Adakah cara untuk melepas diri dari kehidupan patriarki?
Sejarah umat manusia mencatat setidaknya salah satu syarat terbentuknya Negara adalah pengakuan secara de facto dan de jure serta adanya populasi manusia yang menghuni di dalamnya. Kajian ilmu ontologi mulai ditemukan seiring dengan perkembangan jaman dari masa ke masa hingga membuahkan banyak penemuan yang membantu manusia menjalankan roda kehidupannya. Maka dari itu, manusia tidak akan pernah bisa hanya mengandalkan dirinya sendiri sebagaimana terciptanya sebuah pemikiran "manusia sebagai mahluk sosial".
Dalam kehidupan sosial sehari-hari, masyarakat (yang dulu sering disebut majemuk namun sekarang sedang teruji kemajemukannya) rentan terhadap aliran kritis yang tercipta dari suatu individu maupun kelompok dalam lingkaran pergaulan atau tempat tinggalnya. Sebuah gosip memiliki kekuatan yang mendorong suatu energi untuk berpindah ke suatu tempat dan menyebar sehingga membawa pengaruh baik besar maupun kecil kepada subyek yang dibahas.

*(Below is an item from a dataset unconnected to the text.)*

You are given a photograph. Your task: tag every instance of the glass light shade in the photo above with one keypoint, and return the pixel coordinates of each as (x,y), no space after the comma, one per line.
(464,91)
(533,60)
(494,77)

Kelompok masyarakat patriarki rentan terhadap terciptanya gosip. Semisal seorang wanita pulang larut malam atau bahkan menjelang pagi, maka norma asusila layaknya penghinaan terhadap harga diri si wanita menjadi pertaruhan di tengah komunitas lingkungannya meskipun belum tentu alasannya adalah untuk hura-hura atau menempatkan diri di pergaulan yang salah.
Masih banyak segelintir contoh kecil untuk menjabarkannya. Namun demikian, masalah di lingkup sosial tidak hanya sekedar kabar burung. Masalah bagaikan energi yang berubah dari satu bentuk ke bentuk lain, pola pemikiran dan daya tangkap yang berbeda dapat merubah peran dari persepsi mayoritas menjadi standarisasi tak tertulis untuk mengarahkan suatu individu menaati pola pikir orang lain yang kemudian dapat meruntuhkan pendirian idealisme seseorang.
Hal lumrah seperti, "Kapan lulus kuliah? Kapan mencari pekerjaan? Kapan menikah? Kapan punya anak? Kapan nasibmu akan berubah?" merupakan segelintir contoh dari buah standarisasi masyarakat tanpa memikirkan bahwa setiap individu mempunyai jalan hidup yang berbeda-beda.
Tidak jarang banyak yang terdoktrin melakukan normalisasi patriarki itu meskipun ada juga yang membuat keputusan cepat atas kemauannya sendiri, namun melihat contoh nyata sehari-hari tentu memiliki dampak tersendiri pada pola pikir manusia karena sejatinya jalan pemikiran individu terbentuk berdasarkan pengalamannya sepanjang hidupnya.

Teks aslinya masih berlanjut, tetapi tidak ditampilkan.